Senat warnt vor massenhaften Insolvenzen

Wirtschaftssenatorin Pop fordert den Bund auf, die Auszahlung der Corona-Hilfen zu beschleunigen

  • Rainer Rutz
  • Lesedauer: 3 Min.

Angesichts der schleppenden Auszahlung der Corona-Bundeshilfen für Unternehmen hat Berlins Wirtschaftssenatorin Ramona Pop (Grüne) der Bundesregierung vorgeworfen, gefährlich viel Zeit zu verspielen. »Wir brauchen die Hilfe des Bundes, aber ich erwarte auch, dass der Bund liefert und nicht nur ständig ankündigt«, sagte Pop am Donnerstag im Berliner Abgeordnetenhaus. Die Senatorin warnte dabei vor massenhaften Insolvenzen in der Hauptstadt, sollten die Bundesmittel weiterhin in dem Tempo genehmigt und ausgezahlt werden wie bisher.

Zuvor hatten sich die Vertreterinnen und Vertreter der rot-rot-grünen Koalition und der Opposition im Plenum einen teils giftigen Schlagabtausch um die Corona-Wirtschaftshilfen des Landes und des Bundes geliefert. Nicht zuletzt der wirtschaftspolitische Sprecher der CDU-Fraktion, Christian Gräff, holte bei der Gelegenheit zum Rundumschlag gegen die Politik des Senats aus. Was die Unterstützung von Hotellerie, Gastronomie, Einzelhandel und Kulturbetrieben angehe, habe Rot-Rot-Grün seit Beginn der Pandemie »alles falsch« gemacht. Worauf Gräff mit seiner Kritik genau hinauswollte, wurde zwar nicht ganz deutlich - aber Hauptsache, die Wahlkampfrhetorik saß. »Nichts haben Sie in einem halben Jahr zustande gebracht!«, polterte er zuletzt in Richtung Koalition.

Das sah man in deren Reihen freilich anders. »Berlin macht vor, wie es geht«, lobte etwa die wirtschaftspolitische Sprecherin der Grünen-Fraktion, Nicole Ludwig, und verwies auf die Unternehmenshilfen des Landes. Ob Schankhilfe, Stipendien, Soforthilfe für Soloselbstständige oder für Kultur- und Medienbetriebe: Berlin helfe den Unternehmen »effektiv durch die Krise«, so Ludwig.

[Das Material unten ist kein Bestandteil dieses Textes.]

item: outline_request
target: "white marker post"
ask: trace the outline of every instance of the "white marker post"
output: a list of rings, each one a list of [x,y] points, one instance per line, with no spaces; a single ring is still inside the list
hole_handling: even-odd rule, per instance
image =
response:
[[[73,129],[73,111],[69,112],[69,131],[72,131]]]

Auch SPD-Wirtschaftsexperte Frank Jahnke sah mit Blick auf die Unternehmen vor allem die »enormen Anstrengungen« des Landes, und das mit Summen, die vor der Pandemie »ins Reich der Utopien« verwiesen worden wären. Der CDU warf Jahnke eine bigotte Haltung in der Frage der Auszahlungsmodalitäten vor: Nehme der Senat die Sache schnell und unbürokratisch in die Hand wie bei den Landeshilfen für die Soloselbstständigen im Frühjahr 2020, mokiere sich die Opposition über Betrugsfälle; werde genauer geprüft, gehe es wieder zu langsam voran. Letztlich mahnte Jahnke denn auch für Verständnis: »Leider gibt es kein Patentrezept.«

Ein solches hatte auch die FDP nicht vorzuweisen, dafür aber einen Katalog, was der Senat alles unternehme, um dem Einzelhandel den »Todesstoß« zu versetzen. Dazu zählte deren Abgeordnete Sibylle Meister die Verkehrsberuhigung der Friedrichstraße ebenso wie die »ideologischen Diskussionen« um den Abriss und Neubau des Karstadt-Kaufhauses am Hermannplatz in Neukölln. Überhaupt sah Meister für Berlin düstere Zeiten mit »nur noch verhängten Schaufenstern« hereinbrechen. Die Zwischenfrage des Linke-Abgeordneten Steffen Zillich, ob man deshalb nicht mal über eine Begrenzung der Gewerbemieten sprechen sollte, wischte die Immobilienmaklerin indes beiseite: »Das ist sicher eine interessante Frage, wenn wir über die kleinen Kieze reden.« Aber man dürfe eben die großen Unternehmen nicht vergessen.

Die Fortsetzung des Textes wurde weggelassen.